いつも読んで頂き有難う御座います! 予約投稿時間を間違えました! 遅くなりましたが投稿させて頂きます!

 レナンが巨獣を倒してから2週間程が過ぎた……。



 白き勇者レナンが、王都を滅ぼそうとした巨獣を圧倒的な力で倒した事は、混乱を招く為に王城により箝口令が敷かれた。


 しかし、巨獣討伐隊に多数の冒険者達が居た事で真実は伝わり王都ではレナンが恐るべき力で巨獣を倒した事は、言わば公然の秘密となっていた。



 “白き勇者レナンが、叉も王国を救った!”



 そんな声が王都中を駆け巡り、白き勇者レナンを称える声は更に増すのであった。


 そんな王都に有る王立学園でも、白き勇者を称える声は途絶える事は無かった。王立学園の廊下にて生徒達が今日も白き勇者について噂をする。


 「おい! 聞いたかよ? 白き勇者の噂! 彼は、巨大な魔獣を山ごと切り崩したらしいぞ!」


 「ああ、俺の従兄のダチが、討伐隊に参加してたんだ。その話……信じられねェけど、マジらしい。従兄がダチから聞いたらしいが、とんでもねぇ強さらしいぞ、白き勇者って奴は……」


 「らしいな……。それで、お前聞いてるか? あの噂……」


 「ああ、ウソかホントか知らねェけど……この学園に来るかもって話だろ? 噂の勇者様が……」



 廊下の端で、学園の男子生徒が白き勇者について熱く語る。そんな男子生徒達が話し合う中で3人の少女が、昼食を終えて昼からの授業の為に廊下を移動する。

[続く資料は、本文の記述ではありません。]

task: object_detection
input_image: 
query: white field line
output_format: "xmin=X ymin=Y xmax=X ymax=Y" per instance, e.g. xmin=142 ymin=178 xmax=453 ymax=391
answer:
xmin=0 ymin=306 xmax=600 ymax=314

 廊下を渡る彼女達はリナとジョゼ、そしてティアの3人だ。そんなティア達をみて、廊下を通り過ぎる別な少女達が影口を呟く。


 「……ねぇ、あの子って確か……」


 「そうそう……白き勇者のレナン様を捨てて……フェルディなんかに夢中になってた子でしょう?」


 「……フェルディって確か……最悪の強姦魔でしょ? レナン様を振って……何でそんなクズ男に媚びたのかしら?」


 「馬鹿だからじゃないの? それか好きモノか……」


 「……あー、どっちも有りそうな顔だわ……。そんな恥ずかしい顏で、良く出歩けるわねー」


 少女達はワザと聞こえる様にティアの事を馬鹿にする。対してティアは感情を殺して無視して歩くが……。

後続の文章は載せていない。